Note: I found this training sample in the Autumn 2012 publication of the British Milers Club News. A fantastic resource for distance coaches.

Aerobic Capacity

While it is incredibly difficult to pass judgement on a training plan based on one week of workouts written in shorthand, it is obvious that this is an intense approach to training. It is interesting to note that this interval work never goes beyond 300m in length. This suggests that Igloi was aware of the demands on the anaerobic system by running longer intervals at a very fast pace, and therefore sought to increase training at speed while also reducing risk of increased recovery time or injury.

Longer steady-state runs or easy aerobic sessions are not explicitly included in the sample plan, but elements such as the jogging recovery, ‘fast jog,’ and ‘light pace’ intervals suggest that aerobic capacity work was still incorporated. Igloi asserted that he was able to enhance his athletes’ aerobic capacity and workload without relying on long, steady-state running. He believed that such runs lacked specificity of pace and could reinforce incorrect motor patterns due to their slow biomechanical pace.


During his coaching career, Igloi frequently incorporated multiple paces within a single workout session. Rather than relying on a stopwatch to monitor his athletes’ performance, he relied on his intuition as a coach. He classified his workout paces using terms such as “easy,” “fresh,” “good,” “hard,” “very hard,” and “all-out.” This approach demonstrates that his runners had a deep understanding of their own abilities and were able to run with remarkable accuracy based on how they felt.

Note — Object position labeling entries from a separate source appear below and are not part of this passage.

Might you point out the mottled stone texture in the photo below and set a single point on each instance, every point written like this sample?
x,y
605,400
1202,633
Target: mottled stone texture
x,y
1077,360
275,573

Igloi’s coaching philosophy involved a high degree of trust in his athletes’ intuition and self-awareness. By using subjective terms to describe different levels of exertion, he encouraged his runners to become more attuned to their own physical limits and adjust their pace accordingly. This approach also allowed for more individualized training, as each athlete was able to tailor their effort level to their unique abilities and goals.

Coaching Points

Modern distance coaches can learn several valuable lessons from Igloi’s methods that can help them enhance the performance of their high school distance runners. One of the most important takeaways is the importance of an athlete-centered training plan. Igloi recognized that each athlete was unique and responded differently to training stress. As a result, he rarely assigned the same training parameters to all his athletes. Training parameters should be adjusted based on factors such as an athlete’s fitness level, injury history, or personal goals. By taking an athlete-centered approach to coaching, coaches can create a more supportive and effective training environment for their athletes.

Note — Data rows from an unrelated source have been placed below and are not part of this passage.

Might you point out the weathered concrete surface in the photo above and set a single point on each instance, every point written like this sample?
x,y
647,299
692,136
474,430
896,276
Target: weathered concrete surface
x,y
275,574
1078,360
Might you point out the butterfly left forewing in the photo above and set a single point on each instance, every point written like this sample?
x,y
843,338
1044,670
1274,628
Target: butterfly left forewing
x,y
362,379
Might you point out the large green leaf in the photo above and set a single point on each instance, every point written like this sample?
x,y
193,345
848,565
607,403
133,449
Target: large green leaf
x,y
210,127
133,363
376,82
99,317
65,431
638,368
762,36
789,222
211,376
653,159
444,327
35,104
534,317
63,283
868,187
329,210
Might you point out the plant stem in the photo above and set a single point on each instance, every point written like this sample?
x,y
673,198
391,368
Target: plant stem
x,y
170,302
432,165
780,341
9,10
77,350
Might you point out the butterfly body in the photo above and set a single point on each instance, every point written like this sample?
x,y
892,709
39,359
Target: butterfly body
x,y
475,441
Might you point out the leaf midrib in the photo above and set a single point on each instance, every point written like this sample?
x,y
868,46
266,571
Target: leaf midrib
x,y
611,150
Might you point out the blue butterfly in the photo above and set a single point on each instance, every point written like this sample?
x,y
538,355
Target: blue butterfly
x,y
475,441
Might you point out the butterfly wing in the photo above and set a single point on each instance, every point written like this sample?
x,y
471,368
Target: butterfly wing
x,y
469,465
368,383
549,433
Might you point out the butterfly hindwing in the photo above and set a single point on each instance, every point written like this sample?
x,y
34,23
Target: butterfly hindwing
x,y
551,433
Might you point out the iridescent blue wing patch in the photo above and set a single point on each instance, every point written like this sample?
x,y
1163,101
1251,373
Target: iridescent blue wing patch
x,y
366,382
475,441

The sample training plan provided above showcases the use of various paces, distances, and recovery periods. Interestingly, it took nearly three decades (1994) for this approach to be reintroduced by British distance coach Peter Thompson as Lactate Dynamics training. This training methodology involves deliberately increasing lactate production through high-intensity exercise, followed by alternating periods of less intense activity. This approach allows muscle cells to use and clear the lactate generated during the recovery periods. Today, Lactate Dynamics training has become an integral component of every mid-distance training program.

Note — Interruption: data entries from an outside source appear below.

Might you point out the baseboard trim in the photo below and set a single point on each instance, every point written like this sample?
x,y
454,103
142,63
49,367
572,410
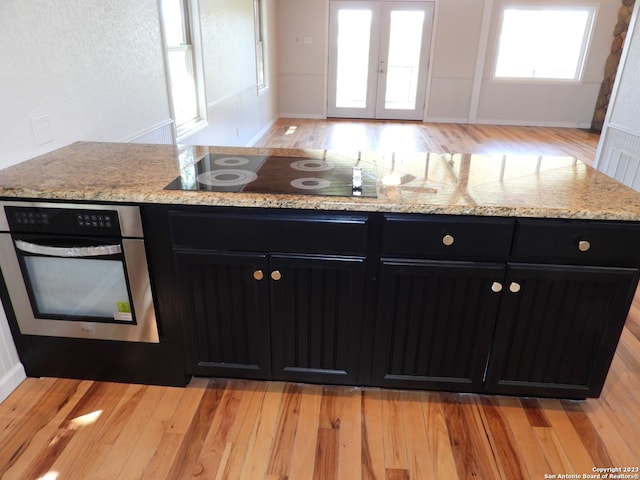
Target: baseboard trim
x,y
10,380
262,132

Benefits of Lactate Threshold Training

The benefits of Lactate Dynamics training are numerous. By increasing the body’s ability to tolerate and clear lactate, athletes can perform at higher intensities for longer durations without experiencing muscle fatigue or pain. This training methodology also promotes efficient energy utilization, which is critical for endurance events. Additionally, Lactate Dynamics training helps to enhance anaerobic power and capacity, improving overall performance.

While it may not be wise to adopt Igloi’s methods wholesale, high school distance runners can undoubtedly benefit from incorporating some of these principles into their training. Mihaly Igloi’s training methods may have been unconventional, his success as a coach is undeniable. By training at varying intensities and incorporating interval training into their workouts, young runners can improve their performance.